Unos años de locura que tenían correspondencia en las personalidades de los narcos: eran nuevos con la droga los consumidores, que no sabían usarla, y nuevos con el dinero los capos: creían comprada la voluntad de la democracia. Sito Miñanco, que financió una investigación para dar con la vacuna del cáncer a ver si eso le retiraba del negocio, cogió aire, cansado de tantas preguntas, y dijo mirando a los jueces de la Nécora: “Menos mal que yo no creo en la violencia porque si no os mataba a todos”. Miñanco había caído de la misma forma que lo haría una década más tarde: delante de las cartas náuticas, dirigiendo la operación él mismo rodeado de teléfonos satélite, incapaz de delegar en alguien de su poderosa organización. Tuvo una reacción para cada redada. En la primera dijo, lacónico: “Hostias, ahora sí que me trincasteis”. En la segunda, cuando le pillaron in fraganti tratando de desembarcar cinco toneladas de cocaína, Miñanco reconoció al policía que le esposó:
–Eloy, de esta te hacen comisario.
–Ya soy comisario, Sito.
–Pues entonces te van a llenar de medallas.
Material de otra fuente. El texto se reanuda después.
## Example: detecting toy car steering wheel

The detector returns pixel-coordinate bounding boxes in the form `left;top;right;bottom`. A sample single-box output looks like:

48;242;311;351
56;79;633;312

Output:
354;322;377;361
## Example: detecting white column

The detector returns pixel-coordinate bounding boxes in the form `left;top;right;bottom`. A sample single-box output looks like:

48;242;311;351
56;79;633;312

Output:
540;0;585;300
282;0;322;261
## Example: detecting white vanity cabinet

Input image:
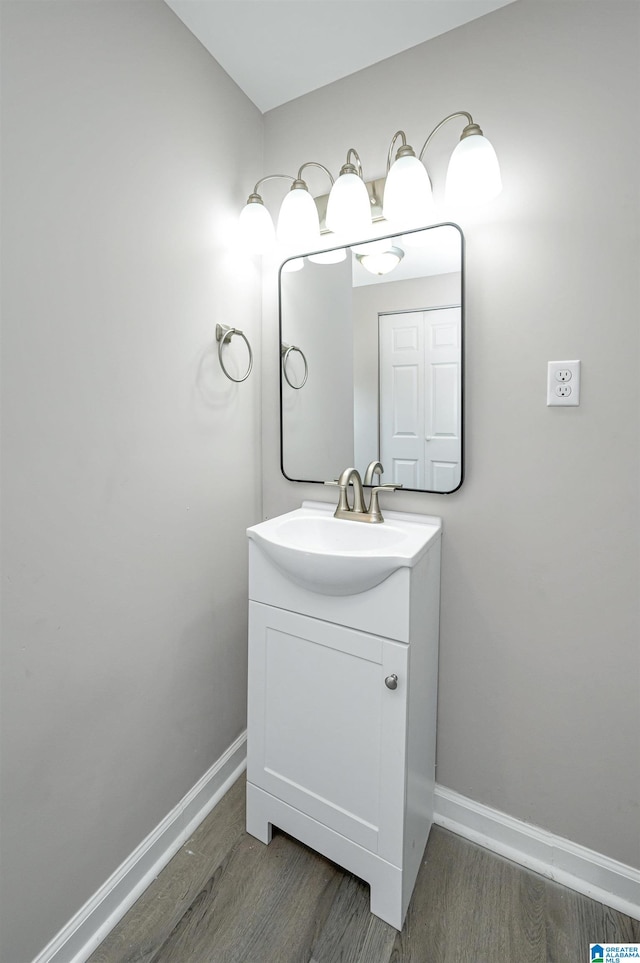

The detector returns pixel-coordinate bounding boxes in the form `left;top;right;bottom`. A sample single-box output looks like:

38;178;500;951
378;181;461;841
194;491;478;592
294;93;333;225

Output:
247;500;440;929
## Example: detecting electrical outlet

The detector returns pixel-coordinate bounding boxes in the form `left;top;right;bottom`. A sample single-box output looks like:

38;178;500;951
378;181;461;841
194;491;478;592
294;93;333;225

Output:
547;361;580;406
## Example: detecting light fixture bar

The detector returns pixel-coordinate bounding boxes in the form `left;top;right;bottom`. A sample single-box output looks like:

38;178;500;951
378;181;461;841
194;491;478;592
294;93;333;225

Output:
240;110;502;253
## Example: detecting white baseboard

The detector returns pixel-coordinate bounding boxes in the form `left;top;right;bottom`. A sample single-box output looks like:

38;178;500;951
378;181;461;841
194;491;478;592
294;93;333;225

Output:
433;786;640;919
33;732;247;963
33;744;640;963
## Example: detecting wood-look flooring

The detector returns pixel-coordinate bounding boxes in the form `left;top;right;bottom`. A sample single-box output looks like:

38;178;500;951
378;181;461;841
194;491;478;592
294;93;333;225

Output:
88;777;640;963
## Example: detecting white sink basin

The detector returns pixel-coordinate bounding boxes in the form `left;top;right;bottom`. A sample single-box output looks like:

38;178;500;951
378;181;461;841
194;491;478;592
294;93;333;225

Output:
247;502;441;595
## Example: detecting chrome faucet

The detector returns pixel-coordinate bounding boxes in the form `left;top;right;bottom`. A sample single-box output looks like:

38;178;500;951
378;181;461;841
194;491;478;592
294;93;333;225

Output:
325;461;402;523
362;461;384;485
336;468;365;518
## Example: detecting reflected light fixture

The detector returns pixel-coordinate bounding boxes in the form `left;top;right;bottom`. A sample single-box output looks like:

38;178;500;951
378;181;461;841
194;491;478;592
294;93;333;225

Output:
356;245;404;275
240;110;502;263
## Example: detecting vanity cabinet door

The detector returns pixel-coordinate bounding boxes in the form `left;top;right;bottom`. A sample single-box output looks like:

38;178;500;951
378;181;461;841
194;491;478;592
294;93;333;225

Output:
247;602;409;865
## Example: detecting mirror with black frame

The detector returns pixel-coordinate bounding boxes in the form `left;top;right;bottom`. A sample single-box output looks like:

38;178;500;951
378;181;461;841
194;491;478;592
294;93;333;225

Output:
279;224;464;493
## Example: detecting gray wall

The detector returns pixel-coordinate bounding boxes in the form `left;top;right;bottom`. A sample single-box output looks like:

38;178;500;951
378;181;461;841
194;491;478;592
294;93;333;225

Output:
0;0;262;963
263;0;640;866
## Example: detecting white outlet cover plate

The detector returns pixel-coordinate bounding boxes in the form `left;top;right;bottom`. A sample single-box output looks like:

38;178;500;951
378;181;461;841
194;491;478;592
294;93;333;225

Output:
547;361;580;407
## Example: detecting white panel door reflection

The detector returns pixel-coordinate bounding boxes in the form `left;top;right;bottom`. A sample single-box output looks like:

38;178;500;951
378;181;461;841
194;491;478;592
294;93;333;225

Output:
379;305;462;492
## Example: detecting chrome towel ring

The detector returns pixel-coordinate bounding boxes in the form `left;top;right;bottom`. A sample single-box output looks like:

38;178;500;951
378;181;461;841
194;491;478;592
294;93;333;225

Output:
216;324;253;383
280;343;309;391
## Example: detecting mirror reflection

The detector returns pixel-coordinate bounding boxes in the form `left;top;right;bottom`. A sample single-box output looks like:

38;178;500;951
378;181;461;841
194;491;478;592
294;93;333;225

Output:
280;224;464;493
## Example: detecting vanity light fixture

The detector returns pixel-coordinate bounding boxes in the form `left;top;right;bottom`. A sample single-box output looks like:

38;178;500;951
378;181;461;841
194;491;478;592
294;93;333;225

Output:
356;245;404;275
240;110;502;254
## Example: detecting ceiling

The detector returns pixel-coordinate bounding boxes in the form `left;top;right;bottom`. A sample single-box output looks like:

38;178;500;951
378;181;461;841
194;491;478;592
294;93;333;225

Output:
165;0;513;113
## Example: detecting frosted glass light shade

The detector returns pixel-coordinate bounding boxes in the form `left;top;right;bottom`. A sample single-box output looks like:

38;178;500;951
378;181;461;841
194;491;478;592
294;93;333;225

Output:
382;155;433;224
445;134;502;205
326;173;371;236
356;247;404;275
239;201;276;254
277;187;320;250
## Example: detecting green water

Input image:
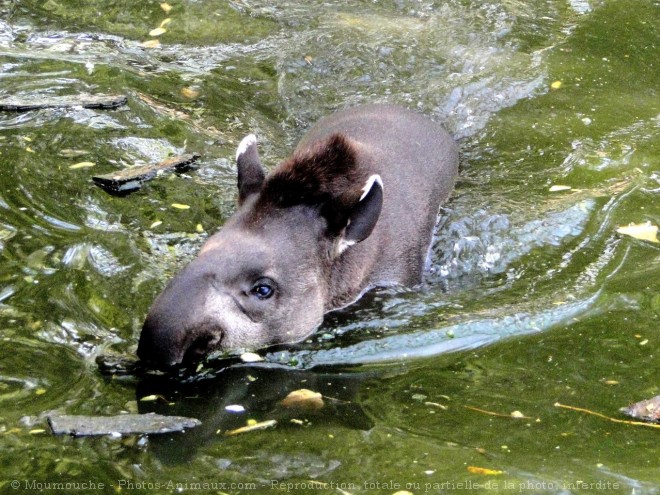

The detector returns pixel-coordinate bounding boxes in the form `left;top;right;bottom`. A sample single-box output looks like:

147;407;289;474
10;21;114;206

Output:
0;0;660;495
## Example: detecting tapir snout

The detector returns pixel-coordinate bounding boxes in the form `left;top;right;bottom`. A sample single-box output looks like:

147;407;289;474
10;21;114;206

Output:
138;105;458;368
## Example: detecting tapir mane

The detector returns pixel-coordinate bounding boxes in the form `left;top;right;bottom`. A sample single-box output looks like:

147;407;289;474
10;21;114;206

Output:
259;134;369;209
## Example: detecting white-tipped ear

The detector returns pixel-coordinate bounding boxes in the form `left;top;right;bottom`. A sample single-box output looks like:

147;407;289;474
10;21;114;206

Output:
360;174;383;201
332;174;383;258
236;134;266;205
236;134;257;161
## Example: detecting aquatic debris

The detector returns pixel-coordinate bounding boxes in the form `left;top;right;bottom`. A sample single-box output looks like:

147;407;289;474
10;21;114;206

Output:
619;395;660;423
280;388;324;411
47;413;202;437
616;222;660;242
241;352;264;363
225;419;277;436
92;153;202;196
149;27;167;36
0;93;128;112
140;40;160;48
181;86;199;100
555;402;660;428
69;162;96;170
96;354;144;376
225;404;245;413
467;466;504;476
463;406;530;419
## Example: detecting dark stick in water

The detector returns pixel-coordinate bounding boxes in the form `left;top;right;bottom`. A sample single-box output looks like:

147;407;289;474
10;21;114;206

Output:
92;153;201;194
0;94;128;112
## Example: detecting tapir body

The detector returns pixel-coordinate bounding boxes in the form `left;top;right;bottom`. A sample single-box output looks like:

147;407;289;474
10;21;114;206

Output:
138;105;458;368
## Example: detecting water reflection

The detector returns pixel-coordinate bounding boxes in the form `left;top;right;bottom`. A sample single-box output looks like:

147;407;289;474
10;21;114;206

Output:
137;365;378;464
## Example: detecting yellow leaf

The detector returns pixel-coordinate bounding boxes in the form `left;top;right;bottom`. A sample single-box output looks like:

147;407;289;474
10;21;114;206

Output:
181;88;199;100
225;419;277;436
616;222;660;242
280;388;324;410
142;40;160;48
149;28;167;36
140;395;160;402
467;466;504;475
69;162;96;170
548;186;571;192
241;352;264;363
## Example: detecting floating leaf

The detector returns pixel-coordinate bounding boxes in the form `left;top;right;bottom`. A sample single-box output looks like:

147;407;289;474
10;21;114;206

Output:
181;87;199;100
241;352;264;363
548;186;572;192
142;40;160;48
616;222;660;242
69;162;96;170
140;395;161;402
58;148;89;158
467;466;504;475
280;388;324;411
225;419;277;436
149;27;167;36
225;404;245;412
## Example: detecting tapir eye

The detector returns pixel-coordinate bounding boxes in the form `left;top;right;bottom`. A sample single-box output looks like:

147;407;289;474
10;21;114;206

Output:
250;278;275;299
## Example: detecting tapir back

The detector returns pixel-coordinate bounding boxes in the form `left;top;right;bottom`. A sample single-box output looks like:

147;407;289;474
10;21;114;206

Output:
296;105;458;308
138;105;458;368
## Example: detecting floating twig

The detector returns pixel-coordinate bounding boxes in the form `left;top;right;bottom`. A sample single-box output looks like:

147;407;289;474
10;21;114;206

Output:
555;402;660;428
48;413;202;437
0;93;128;112
463;406;531;419
92;153;201;194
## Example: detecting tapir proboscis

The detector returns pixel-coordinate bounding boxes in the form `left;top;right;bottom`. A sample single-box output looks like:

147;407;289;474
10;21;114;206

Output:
137;105;458;369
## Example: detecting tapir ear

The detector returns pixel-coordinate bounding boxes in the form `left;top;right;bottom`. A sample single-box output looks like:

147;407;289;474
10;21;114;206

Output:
236;134;266;205
334;174;383;256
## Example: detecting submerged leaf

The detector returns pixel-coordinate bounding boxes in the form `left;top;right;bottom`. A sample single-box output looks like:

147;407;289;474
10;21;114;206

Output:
225;419;277;436
548;185;572;192
149;27;167;36
241;352;264;363
616;222;660;242
280;388;324;410
142;40;160;48
467;466;504;475
69;162;96;170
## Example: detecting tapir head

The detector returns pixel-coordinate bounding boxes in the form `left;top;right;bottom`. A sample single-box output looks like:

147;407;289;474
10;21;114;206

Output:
137;134;383;368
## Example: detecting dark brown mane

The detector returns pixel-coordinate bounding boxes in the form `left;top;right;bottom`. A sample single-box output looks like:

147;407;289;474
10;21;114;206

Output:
259;134;366;208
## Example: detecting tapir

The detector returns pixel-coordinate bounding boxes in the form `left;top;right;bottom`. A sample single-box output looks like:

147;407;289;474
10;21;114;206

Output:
137;105;458;369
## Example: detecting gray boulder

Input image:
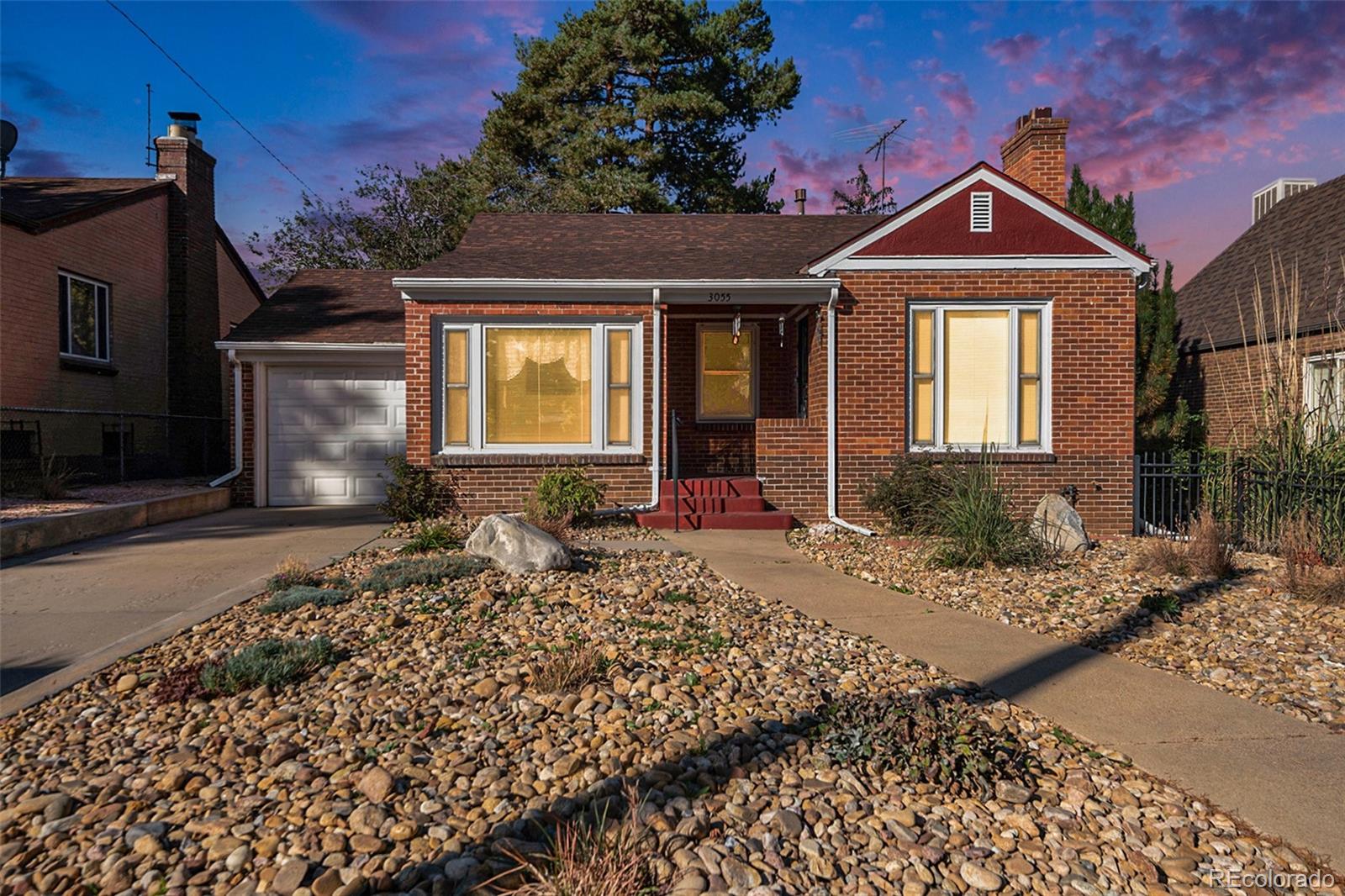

En el catálogo de citas de narcos gallegos en el momento de su detención reluce esta de Laureano Oubiña tras ser apresado dirigiendo una operación con seis toneladas de hachís: “Mi mujer me va a matar”. Oubiña no lo decía como marido en líos, sino porque ella dirigía la operación. Años después, esa mujer, Esther Lago, murió tras quedarse dormida al volante cuando iba a buscar a su hija a la salida de la discoteca. Eran las 2.30 y su todoterreno se empotró en una casa de la parroquia de Corbillón, en el municipio de Cambados (Pontevedra). La casa era, en realidad, el Centro de Escuchas de la Brigada de Estupefacientes de la Policía Nacional.